The manor house was built where the main park buildings and nature center had stood. Surrounded by water on three sides, it was defensible but difficult to escape from. As we made our way north, we heard sporadic small-arms fire, but I kept waiting for the Moncrieff’s guardians to strike back.

When they did, it was spectacular. David Moncrieff had invested a significant amount of money in magitek devices to protect his estate. It didn’t take a strong mage to do major damage using magitek, and the Moncrieff guardians let loose on the attacking force with massive lightning bolts.

Storm clouds gathered.

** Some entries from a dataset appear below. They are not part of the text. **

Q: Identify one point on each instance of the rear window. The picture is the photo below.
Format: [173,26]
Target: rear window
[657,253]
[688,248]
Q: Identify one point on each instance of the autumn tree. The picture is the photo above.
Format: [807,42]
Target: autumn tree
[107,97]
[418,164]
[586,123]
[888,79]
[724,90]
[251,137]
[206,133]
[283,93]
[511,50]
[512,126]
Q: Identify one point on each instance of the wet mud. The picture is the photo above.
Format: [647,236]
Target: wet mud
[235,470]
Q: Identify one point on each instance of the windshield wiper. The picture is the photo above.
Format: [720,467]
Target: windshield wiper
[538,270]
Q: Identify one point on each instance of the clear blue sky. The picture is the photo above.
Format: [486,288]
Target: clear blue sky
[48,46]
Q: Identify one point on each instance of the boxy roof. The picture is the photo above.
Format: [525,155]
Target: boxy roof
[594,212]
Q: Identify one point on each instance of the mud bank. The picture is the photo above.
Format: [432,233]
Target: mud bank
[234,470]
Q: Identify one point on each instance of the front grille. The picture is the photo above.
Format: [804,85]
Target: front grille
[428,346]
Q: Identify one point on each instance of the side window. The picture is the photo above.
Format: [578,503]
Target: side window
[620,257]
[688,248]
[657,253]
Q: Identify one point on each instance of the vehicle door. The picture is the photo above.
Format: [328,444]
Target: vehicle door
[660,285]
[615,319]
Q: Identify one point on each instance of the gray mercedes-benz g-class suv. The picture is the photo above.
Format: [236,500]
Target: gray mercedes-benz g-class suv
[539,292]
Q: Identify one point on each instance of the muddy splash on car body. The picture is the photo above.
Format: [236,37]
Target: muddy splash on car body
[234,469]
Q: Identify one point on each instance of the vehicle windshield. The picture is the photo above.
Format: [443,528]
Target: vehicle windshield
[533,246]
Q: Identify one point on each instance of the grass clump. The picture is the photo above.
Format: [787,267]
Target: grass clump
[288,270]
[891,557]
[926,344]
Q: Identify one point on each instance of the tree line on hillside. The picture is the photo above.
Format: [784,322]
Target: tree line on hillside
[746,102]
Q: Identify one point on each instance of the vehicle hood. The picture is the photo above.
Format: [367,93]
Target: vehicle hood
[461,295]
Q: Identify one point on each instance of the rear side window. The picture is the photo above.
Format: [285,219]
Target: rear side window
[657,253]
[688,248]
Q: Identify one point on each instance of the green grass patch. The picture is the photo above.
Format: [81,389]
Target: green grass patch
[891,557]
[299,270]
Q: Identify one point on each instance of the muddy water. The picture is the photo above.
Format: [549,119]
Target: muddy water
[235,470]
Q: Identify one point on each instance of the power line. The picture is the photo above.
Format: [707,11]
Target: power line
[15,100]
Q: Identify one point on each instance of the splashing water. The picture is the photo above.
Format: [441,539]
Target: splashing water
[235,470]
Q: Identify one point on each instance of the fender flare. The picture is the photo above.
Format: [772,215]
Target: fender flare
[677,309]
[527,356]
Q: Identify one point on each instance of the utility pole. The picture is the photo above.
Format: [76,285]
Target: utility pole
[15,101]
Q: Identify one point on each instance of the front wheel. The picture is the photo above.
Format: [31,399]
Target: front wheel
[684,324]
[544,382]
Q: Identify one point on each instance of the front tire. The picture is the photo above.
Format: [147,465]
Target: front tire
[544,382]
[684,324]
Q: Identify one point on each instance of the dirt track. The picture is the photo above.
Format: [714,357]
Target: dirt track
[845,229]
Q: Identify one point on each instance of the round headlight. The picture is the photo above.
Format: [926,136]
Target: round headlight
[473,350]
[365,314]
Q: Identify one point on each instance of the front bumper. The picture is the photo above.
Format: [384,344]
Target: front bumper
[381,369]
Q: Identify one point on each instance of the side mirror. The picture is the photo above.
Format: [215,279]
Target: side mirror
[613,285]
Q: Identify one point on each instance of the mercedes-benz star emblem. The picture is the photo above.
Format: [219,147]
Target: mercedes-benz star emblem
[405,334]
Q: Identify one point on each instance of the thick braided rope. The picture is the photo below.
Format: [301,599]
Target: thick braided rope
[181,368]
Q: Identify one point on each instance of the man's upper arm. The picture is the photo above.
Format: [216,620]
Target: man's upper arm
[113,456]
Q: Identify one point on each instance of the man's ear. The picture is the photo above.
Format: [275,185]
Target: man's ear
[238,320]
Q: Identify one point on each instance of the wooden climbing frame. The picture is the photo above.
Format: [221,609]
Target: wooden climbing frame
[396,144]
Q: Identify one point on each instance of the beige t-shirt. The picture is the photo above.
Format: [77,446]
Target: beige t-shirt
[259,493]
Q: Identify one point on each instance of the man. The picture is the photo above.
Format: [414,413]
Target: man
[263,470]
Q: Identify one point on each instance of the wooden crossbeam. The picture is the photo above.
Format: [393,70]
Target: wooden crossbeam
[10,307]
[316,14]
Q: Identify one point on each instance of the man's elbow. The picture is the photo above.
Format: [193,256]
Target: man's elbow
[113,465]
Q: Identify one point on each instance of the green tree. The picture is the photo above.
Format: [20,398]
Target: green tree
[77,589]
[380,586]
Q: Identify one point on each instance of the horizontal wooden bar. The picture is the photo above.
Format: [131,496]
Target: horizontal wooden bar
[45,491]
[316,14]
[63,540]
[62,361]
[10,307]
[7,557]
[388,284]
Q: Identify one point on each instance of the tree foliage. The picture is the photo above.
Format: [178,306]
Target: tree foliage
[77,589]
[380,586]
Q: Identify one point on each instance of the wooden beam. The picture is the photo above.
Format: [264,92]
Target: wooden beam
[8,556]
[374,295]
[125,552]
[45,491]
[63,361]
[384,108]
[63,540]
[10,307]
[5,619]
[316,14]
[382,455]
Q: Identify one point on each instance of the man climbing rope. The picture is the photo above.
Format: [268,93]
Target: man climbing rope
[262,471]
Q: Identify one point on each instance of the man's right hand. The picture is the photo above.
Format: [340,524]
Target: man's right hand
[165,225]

The commandos I traveled with heard on their radios that water in the Bay on both sides of the Elk Neck peninsula had developed huge waves that were interfering with bringing in more reinforcements by boat. High winds began lashing the forest we traveled through, and it started to rain. I wondered how much storm magik Courtney might have inherited from her father.

One thing about lightning—it is visible. As we neared the house, I could see where the magitek devices were installed by where the lightning originated on the roof of the building. The commandos drove off the road, and we abandoned the vehicles.

“I need to get closer,” I told the commando captain, shouting into his ear to be heard above the winds. “I can take out those lightning generators.”

He gave my laser rifle a disdainful glance.

“Magitek,” I yelled, and saw understanding dawn on his face.

A machinegun cut loose to our right, tracers stitching the night. A fireball arced toward it and hit with a splash of fire, illuminating the scene. The machinegun stopped firing, and a minute later, there was a series of explosions as its ammunition ignited.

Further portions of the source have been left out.